Comment by saurik
6 years ago
Bloom filters absolutely call for linear space if you are using them appropriately: given the hash collision probability you are working with the size of the required filter is linear in the number of elements you want to store. Yes, it is "technically true" (the most useless kind of true) that you can store as much stuff as you want in the filter... but you get increasingly worse false positive rates that eventually just saturate to near 100%. If you actually read any of the math--including this linked work on Xor filters--you will always see them described in terms of "bits per item stored" (where the number of bits is extremely small vs. what you would expect). Hell: Wikipedia even describes the algorithm's storage requirements as "A Bloom filter with 1% error and an optimal value of k, in contrast, requires only about 9.6 bits per element, regardless of the size of the elements.".
I disagree. It requires linear space in the sense that you need another data structure to deal with hash collisions. If you read my comment I was talking about exactly that. In normal applications of bloom filter it's built before a cache layer to ask if your data is in the cache. For this you do not need a list of objects since if bloom filter wrongly determined that object is in the set, it will be a cache miss and as long as a bloom filter operation is faster than a cache miss this is usually a good tradeoff; because normally when you're about to have a cache miss, you end up not going to cache because bloom filter says the object is not there. For this application, you do NOT need O(N) space inside the bloom filter layer, but obviously eventually someone will need to go retrieve this data.

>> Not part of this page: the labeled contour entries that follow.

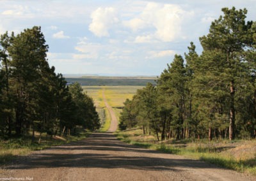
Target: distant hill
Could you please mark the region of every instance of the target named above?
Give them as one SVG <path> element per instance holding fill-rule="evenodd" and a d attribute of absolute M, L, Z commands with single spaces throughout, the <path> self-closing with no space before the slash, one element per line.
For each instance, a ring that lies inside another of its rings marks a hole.
<path fill-rule="evenodd" d="M 76 82 L 81 85 L 140 85 L 151 83 L 156 85 L 156 76 L 83 76 L 80 78 L 65 78 L 68 84 Z"/>

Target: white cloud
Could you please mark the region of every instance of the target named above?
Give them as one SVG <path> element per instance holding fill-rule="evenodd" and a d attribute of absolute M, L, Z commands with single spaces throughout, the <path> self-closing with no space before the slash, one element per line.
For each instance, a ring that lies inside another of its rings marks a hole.
<path fill-rule="evenodd" d="M 51 25 L 49 27 L 49 29 L 52 29 L 52 30 L 56 30 L 58 29 L 58 27 L 56 25 Z"/>
<path fill-rule="evenodd" d="M 152 36 L 150 35 L 147 36 L 138 36 L 134 40 L 134 43 L 149 43 L 151 42 Z"/>
<path fill-rule="evenodd" d="M 91 15 L 89 30 L 99 37 L 109 36 L 109 29 L 118 22 L 116 11 L 113 8 L 99 8 Z"/>
<path fill-rule="evenodd" d="M 134 18 L 130 20 L 124 21 L 124 25 L 131 28 L 133 31 L 136 31 L 138 29 L 143 29 L 147 26 L 146 22 L 143 20 Z"/>
<path fill-rule="evenodd" d="M 73 54 L 73 59 L 96 59 L 97 57 L 97 55 L 95 54 Z"/>
<path fill-rule="evenodd" d="M 170 57 L 175 54 L 173 50 L 150 51 L 148 52 L 147 59 L 154 59 L 164 57 Z"/>
<path fill-rule="evenodd" d="M 123 24 L 133 31 L 143 30 L 144 34 L 137 36 L 136 43 L 154 40 L 170 42 L 182 36 L 184 21 L 193 15 L 193 11 L 185 11 L 179 5 L 150 2 L 138 17 Z"/>
<path fill-rule="evenodd" d="M 64 39 L 64 38 L 69 38 L 70 37 L 68 36 L 65 35 L 64 31 L 61 31 L 52 34 L 52 38 L 58 39 Z"/>
<path fill-rule="evenodd" d="M 201 19 L 201 22 L 203 23 L 211 23 L 214 20 L 214 18 L 211 17 L 205 17 Z"/>
<path fill-rule="evenodd" d="M 101 45 L 97 43 L 77 43 L 75 47 L 75 50 L 78 51 L 81 54 L 75 54 L 73 57 L 76 59 L 97 59 L 99 57 L 99 52 L 102 49 Z"/>
<path fill-rule="evenodd" d="M 80 41 L 77 43 L 77 45 L 86 45 L 88 40 L 87 37 L 84 36 L 79 39 Z"/>

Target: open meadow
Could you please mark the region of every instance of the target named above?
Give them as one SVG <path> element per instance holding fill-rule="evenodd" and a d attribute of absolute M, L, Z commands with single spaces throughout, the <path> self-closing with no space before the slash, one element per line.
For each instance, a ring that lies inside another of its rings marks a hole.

> If you actually read any of the math
I mean I did and I was trying to describe that math above. I built bloom filters many times before. I'm curious if you misread my comment.
You said the following, so I assume you agree with it:
> It requires O(C) memory where C is the size of your largest hash function.
For any given expected false-positive rate P, C must be chosen to be a size of O(N), so a bloom filter with expected false-positive rate P will be of size O(N).